A new weapon of mass destruction: hate speech
By Sabah Hamamou, a journalist during Egypt’s 2013 coup and a graduate of CDDRL’s Draper Hills Summer Fellowship Program. Views expressed here do not necessarily represent those of the Freeman Spogli Institute for International Studies or Stanford University, both of which are nonpartisan institutions.
The war does not start with a bullet. It starts much earlier, with a predictable, evil equation, like an incurable cancer back for another round. Wars start with waves of hatred disseminated through mass media, against domestic “enemies” or international. Typically, this hate syncs with fear of a serious existential threat to the majority of citizens or to the nation.
It happened in Egypt in 2013, in the Balkans in 1990, in Rwanda in 1994, and it is happening now in Myanmar.
And the United States could be next.
Despite the variety of victims in Egypt, Rwanda and the Balkans, the same strategies were used in all three cases: hate speech disseminated through mass media, accusing a minority or opposition political party of threatening the majority of the nation.
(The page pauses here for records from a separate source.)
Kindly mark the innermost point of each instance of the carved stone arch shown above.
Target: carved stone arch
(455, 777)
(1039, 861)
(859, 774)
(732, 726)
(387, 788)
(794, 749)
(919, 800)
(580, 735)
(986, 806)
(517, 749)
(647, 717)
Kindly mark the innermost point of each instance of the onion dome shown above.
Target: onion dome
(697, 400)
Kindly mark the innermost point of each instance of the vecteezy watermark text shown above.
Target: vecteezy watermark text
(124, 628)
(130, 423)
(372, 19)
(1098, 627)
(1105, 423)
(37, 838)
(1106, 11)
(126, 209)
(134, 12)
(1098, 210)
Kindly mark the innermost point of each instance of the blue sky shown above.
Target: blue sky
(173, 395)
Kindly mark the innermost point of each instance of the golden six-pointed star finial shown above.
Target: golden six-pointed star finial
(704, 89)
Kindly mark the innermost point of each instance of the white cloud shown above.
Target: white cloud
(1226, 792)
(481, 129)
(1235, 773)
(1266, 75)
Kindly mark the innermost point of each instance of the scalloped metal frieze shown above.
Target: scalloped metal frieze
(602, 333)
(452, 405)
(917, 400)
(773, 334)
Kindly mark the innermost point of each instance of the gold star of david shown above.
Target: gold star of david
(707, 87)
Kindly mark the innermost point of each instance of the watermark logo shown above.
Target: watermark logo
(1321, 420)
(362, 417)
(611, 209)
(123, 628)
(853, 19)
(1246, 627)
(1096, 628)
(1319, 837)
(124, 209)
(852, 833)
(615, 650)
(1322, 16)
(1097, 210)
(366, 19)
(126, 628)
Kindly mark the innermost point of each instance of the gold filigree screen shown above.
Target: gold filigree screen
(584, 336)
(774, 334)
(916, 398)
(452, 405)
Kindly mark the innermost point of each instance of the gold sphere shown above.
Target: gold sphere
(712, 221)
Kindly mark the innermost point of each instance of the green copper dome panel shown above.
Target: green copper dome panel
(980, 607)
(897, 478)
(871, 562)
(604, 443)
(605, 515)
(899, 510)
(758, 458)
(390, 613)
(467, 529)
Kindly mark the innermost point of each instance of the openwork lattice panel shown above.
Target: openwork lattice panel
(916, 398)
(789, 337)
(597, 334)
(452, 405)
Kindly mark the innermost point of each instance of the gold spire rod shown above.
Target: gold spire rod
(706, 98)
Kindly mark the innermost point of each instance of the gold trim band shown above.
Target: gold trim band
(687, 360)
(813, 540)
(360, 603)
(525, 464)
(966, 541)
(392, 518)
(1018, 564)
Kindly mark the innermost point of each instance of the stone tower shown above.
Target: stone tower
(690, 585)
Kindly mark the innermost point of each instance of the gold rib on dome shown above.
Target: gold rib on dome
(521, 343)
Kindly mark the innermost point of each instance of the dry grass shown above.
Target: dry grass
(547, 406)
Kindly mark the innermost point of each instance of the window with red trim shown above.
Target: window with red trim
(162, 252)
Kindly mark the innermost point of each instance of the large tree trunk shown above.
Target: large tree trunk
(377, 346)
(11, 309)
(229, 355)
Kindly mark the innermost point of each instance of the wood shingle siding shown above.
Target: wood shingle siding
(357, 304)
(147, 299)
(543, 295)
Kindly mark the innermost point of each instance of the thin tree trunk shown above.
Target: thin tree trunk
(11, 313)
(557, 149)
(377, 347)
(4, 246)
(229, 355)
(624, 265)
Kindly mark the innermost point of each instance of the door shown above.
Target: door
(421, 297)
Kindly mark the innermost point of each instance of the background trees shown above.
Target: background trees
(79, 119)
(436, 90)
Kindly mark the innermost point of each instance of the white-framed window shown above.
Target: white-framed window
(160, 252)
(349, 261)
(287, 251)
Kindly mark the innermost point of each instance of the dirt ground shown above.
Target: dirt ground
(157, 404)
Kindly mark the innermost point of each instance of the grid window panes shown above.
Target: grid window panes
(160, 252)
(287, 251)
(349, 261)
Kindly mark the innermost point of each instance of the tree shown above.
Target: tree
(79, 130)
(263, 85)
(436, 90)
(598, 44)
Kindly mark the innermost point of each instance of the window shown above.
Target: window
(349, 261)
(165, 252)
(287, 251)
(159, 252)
After dehumanizing this group, the “defenders” of the majority or nation start “eliminating” them.
In Egypt, the army ousted the elected president affiliated with the opposition, committed a massacre and declared the opposition group terrorists.
In Rwanda, extremists from the majority Hutu ethnicity set up mass media that broadcasted hate propaganda and convinced the public that the minority Tutsi ethnicity was posing a threat to national security. They urged the public to “weed out the cockroaches.” The result? 800,000 humans were killed over 100 days in 1994, even “priests and nuns have been convicted of killing people, including some who sought shelter in churches.”
According to a survivor from the Balkan war, “the Serbian TV had disseminated hate speech against Muslims for years, accusing them of plotting to kill the Serbs. ‘You know, the Muslims, they are just hiding. Your friend, he is just hiding who he really is. When you turn your back, he’ll slit your throat.’”
And now in Myanmar, the army has forced more than 600,000 of the Rohingya minority off their land. The majority of people supported the army. After years of hearing hate speech that was orchestrated by one of their most senior Buddhist monks, Ashin Wirathu, they believe these Muslims are dangerous.
In my own country, Egypt, I have experienced hate speech and what followed first hand. It was June 30, 2013. I was sitting in my sixth-floor apartment in the Dokki district of Cairo when the walls began to shake. Shouts came from the demonstrations. My heart was beating hard. I, like many others, was afraid of another mass killing, of more bloodshed. We had experienced almost a whole year of hatred and polarization in the Egyptian media, both mainstream and online in the social sphere.
The massacres happened a few weeks later, when security forces fired live ammunition on supporters of the ousted government.
This wasn’t new for me. I witnessed it all, starting with the political transition in 2011. In the beginning, the media directed hate toward the revolutionary forces, accusing them of betraying the country. Over the next few months, more than 800 people were victims of extrajudicial killings by the security forces. Sadly, no one was brought to justice.
Live ammunition was the second weapon the Egyptian regime used in the 2013 massacres. The first was the hate speech used by the regime-controlled mass media, which helped ensure public acceptance for the following massacres committed “all according to plan.” More demonstrators died on August 14, 2013 than any other day in recent history. On that day, Egyptian security forces forcibly dispersed two sits-ins in Cairo, in Rabaa square and Nahdaa square. More than 1,000 people, mostly supporters of the ousted regime, were killed that day.
From 2012 to 2013, the mass media in Egypt described the supporters of the ruling party as a “herd” threatening the national security of Egypt. Just as the mass media in Rwanda referred to Tutsi as “cockroaches” that should be wiped out, so when the mass killings happened in Egypt, the Egyptian people expressed their relief that security forces had removed this threat, or “wiped it out.”
The question is, if hate speech imposes an extreme threat used to harm a large number of humans, like a weapon of mass destruction, why can’t governments regulate and criminalize hate speech? Why can’t the world form a new declaration to fight hate speech?
There is no one answer to this question. In the USA where the First Amendment supports free speech, all speech is protected. As one scholar sees, “Regulation is more likely to contribute to genocidal events and major events of racial violence than to reduce them.” Others say it is impossible to categorize hate speech.
But I keep thinking of a clip I saw on VICE in which a white American woman actually calls for genocide to remove Jews “because they’re a poison.” She wanted to clear the way for her children “and all the other white children to have a chance in this world.” I think about the white nationalist movement, and how the rage and hate ended in violence in Charlottesville and Florida. This type of speech is how the massacres started in my country.
We need to do something about the “new weapon of mass destruction” of our time. We need to find a solution to eliminate hate speech.